Regarding the potential risk of dangerousness, the nature and seriousness of the current offenses indicate that Mr. Collins is a danger to the community. Mr. Collins faces multiple charges, not only in this court, but in state court, for controlled substance and firearms violations. The current offenses involve substantial quantities of dangerous drugs, including fentanyl and other opiates. Dkt. 1, at 9-10. During the prosecution of this charges, Mr. Collins has been apprehended multiple times driving in the community with stolen firearms and controlled substances, including on one occasion where he was driving with his infant child to his own court hearing. Dkt 1; Dkt. 11, at 4.

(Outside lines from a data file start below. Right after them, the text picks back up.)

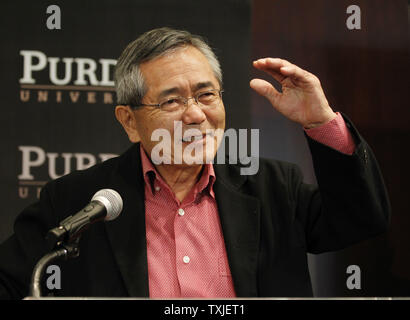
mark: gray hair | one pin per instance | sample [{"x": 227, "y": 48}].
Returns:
[{"x": 129, "y": 82}]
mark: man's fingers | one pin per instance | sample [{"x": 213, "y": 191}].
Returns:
[
  {"x": 265, "y": 89},
  {"x": 273, "y": 70}
]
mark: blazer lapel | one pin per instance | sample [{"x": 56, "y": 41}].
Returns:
[
  {"x": 240, "y": 220},
  {"x": 127, "y": 232}
]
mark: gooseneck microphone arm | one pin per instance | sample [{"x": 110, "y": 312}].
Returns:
[{"x": 64, "y": 239}]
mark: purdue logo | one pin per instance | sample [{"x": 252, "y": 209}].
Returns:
[
  {"x": 69, "y": 79},
  {"x": 39, "y": 166}
]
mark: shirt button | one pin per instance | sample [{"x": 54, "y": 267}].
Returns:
[{"x": 181, "y": 212}]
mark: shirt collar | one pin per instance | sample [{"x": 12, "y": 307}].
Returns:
[{"x": 151, "y": 174}]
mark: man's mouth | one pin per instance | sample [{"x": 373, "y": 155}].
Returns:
[{"x": 196, "y": 138}]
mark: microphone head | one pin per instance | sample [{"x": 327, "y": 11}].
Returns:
[{"x": 112, "y": 201}]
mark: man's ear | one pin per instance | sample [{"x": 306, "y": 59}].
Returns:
[{"x": 128, "y": 120}]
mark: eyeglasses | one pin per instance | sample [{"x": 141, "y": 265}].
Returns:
[{"x": 205, "y": 99}]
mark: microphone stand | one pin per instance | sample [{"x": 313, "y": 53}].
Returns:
[{"x": 61, "y": 250}]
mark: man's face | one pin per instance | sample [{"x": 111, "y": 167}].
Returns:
[{"x": 184, "y": 72}]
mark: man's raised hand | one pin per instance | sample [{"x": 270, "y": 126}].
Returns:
[{"x": 302, "y": 99}]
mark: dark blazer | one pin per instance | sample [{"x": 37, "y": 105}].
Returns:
[{"x": 269, "y": 220}]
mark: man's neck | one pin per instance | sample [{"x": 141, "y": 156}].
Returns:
[{"x": 181, "y": 179}]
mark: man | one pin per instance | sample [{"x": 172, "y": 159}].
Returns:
[{"x": 194, "y": 229}]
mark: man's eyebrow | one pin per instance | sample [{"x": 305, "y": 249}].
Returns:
[
  {"x": 202, "y": 85},
  {"x": 176, "y": 90},
  {"x": 167, "y": 92}
]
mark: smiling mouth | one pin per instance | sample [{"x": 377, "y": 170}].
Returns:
[{"x": 196, "y": 138}]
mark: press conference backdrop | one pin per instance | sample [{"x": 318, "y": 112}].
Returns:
[
  {"x": 57, "y": 89},
  {"x": 58, "y": 97}
]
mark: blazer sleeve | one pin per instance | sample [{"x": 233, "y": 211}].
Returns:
[
  {"x": 350, "y": 203},
  {"x": 20, "y": 252}
]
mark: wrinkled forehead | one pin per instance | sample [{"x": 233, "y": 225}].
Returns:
[{"x": 182, "y": 69}]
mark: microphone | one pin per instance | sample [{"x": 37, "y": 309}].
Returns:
[{"x": 106, "y": 204}]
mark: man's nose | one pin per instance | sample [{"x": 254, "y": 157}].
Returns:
[{"x": 193, "y": 113}]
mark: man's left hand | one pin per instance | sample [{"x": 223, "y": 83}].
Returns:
[{"x": 302, "y": 99}]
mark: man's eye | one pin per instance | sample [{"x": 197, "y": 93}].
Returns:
[
  {"x": 171, "y": 101},
  {"x": 207, "y": 97}
]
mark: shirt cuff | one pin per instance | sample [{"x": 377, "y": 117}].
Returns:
[{"x": 334, "y": 134}]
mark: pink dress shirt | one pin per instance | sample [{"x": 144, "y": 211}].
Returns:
[{"x": 185, "y": 245}]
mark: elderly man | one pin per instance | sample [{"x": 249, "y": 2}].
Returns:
[{"x": 197, "y": 229}]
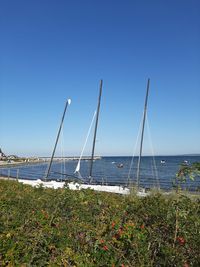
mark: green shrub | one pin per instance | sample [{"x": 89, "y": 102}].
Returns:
[{"x": 48, "y": 227}]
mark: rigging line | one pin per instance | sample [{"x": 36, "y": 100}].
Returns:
[
  {"x": 134, "y": 151},
  {"x": 62, "y": 150},
  {"x": 152, "y": 151},
  {"x": 77, "y": 170}
]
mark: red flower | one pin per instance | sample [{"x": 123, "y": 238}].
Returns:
[
  {"x": 181, "y": 240},
  {"x": 105, "y": 248}
]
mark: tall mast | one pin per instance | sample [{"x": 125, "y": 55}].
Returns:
[
  {"x": 142, "y": 136},
  {"x": 95, "y": 131},
  {"x": 68, "y": 102}
]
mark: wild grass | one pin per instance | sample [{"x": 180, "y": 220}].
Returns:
[{"x": 48, "y": 227}]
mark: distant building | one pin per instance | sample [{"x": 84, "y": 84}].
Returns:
[{"x": 2, "y": 155}]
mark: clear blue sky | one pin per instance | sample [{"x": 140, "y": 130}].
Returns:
[{"x": 51, "y": 50}]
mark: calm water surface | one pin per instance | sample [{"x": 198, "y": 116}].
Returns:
[{"x": 153, "y": 173}]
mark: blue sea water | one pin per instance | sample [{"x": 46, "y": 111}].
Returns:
[{"x": 153, "y": 173}]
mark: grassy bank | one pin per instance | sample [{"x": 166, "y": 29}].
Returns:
[{"x": 47, "y": 227}]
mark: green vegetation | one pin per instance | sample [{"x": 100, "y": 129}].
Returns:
[{"x": 48, "y": 227}]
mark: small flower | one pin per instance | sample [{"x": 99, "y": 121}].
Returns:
[
  {"x": 113, "y": 224},
  {"x": 105, "y": 248},
  {"x": 181, "y": 240}
]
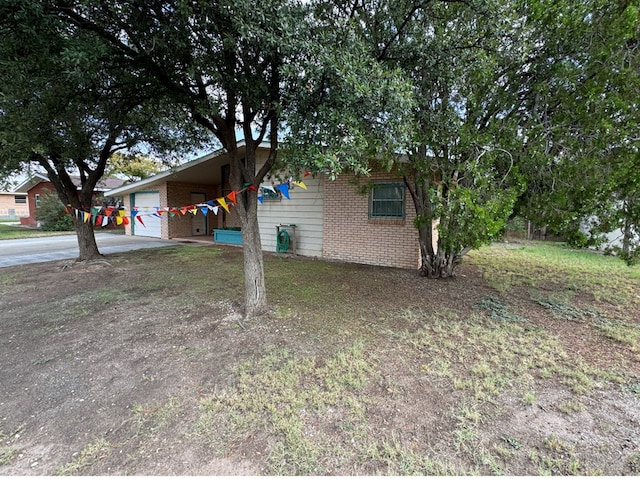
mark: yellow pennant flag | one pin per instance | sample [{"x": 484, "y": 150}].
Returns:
[{"x": 223, "y": 203}]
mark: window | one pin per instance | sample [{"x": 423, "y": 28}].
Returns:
[
  {"x": 386, "y": 200},
  {"x": 269, "y": 194}
]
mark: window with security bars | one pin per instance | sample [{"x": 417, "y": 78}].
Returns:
[{"x": 386, "y": 200}]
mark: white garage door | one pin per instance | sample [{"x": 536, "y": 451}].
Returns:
[{"x": 147, "y": 204}]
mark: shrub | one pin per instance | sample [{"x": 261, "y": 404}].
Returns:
[{"x": 52, "y": 214}]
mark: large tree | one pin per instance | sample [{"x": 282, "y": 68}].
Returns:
[
  {"x": 584, "y": 120},
  {"x": 67, "y": 106},
  {"x": 449, "y": 118},
  {"x": 221, "y": 62}
]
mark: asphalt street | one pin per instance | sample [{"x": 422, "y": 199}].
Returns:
[{"x": 52, "y": 248}]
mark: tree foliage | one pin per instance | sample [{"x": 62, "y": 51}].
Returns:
[
  {"x": 134, "y": 167},
  {"x": 583, "y": 119},
  {"x": 222, "y": 65},
  {"x": 433, "y": 106},
  {"x": 68, "y": 105}
]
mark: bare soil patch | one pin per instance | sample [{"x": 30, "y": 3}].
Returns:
[{"x": 104, "y": 368}]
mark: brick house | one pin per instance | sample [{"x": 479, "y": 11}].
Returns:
[
  {"x": 13, "y": 205},
  {"x": 332, "y": 219},
  {"x": 39, "y": 185}
]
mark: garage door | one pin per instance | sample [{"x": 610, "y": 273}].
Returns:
[{"x": 147, "y": 203}]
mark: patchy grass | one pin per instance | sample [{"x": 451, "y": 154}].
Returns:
[
  {"x": 8, "y": 449},
  {"x": 356, "y": 370},
  {"x": 19, "y": 232},
  {"x": 90, "y": 454},
  {"x": 285, "y": 396},
  {"x": 607, "y": 278}
]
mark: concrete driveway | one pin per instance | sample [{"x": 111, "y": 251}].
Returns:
[{"x": 52, "y": 248}]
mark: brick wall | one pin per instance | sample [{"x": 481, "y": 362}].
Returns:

The Court considered the defendant's proffer of evidence that he has strong family support from his mother and girlfriend. If he is released, his mother is willing to allow him to return to her home in the period before his trial. Mr. Collins argues that he is strongly motivated to care for his and his girlfriend's small child.

The Court is not persuaded that family support, combined with any of the pre-trial restrictions that defendant proposes, would be enough to ensure Mr. Collins's compliance with the terms of release into the community. For the last two years, Mr. Collins has demonstrated that he cannot be trusted to appear before the court when called. During this time, he has allegedly participated in the distribution of dangerous, illegal drugs, such as fentanyl and cocaine and has repeatedly been apprehended with stolen weapons. Even with the support of his friends and family, the evidence shows that Mr. Collins is unlikely to alter his pattern of failing to appear before the court and repeated alleged involvement in dangerous criminal activities. The Court finds that no condition or combination of conditions of release would reasonably assure that Mr. Collins would appear in court as required or that defendant would not endanger any other person or the community.

The Government's motion for detention (Dkt. 6) is, for all of the above reasons, GRANTED.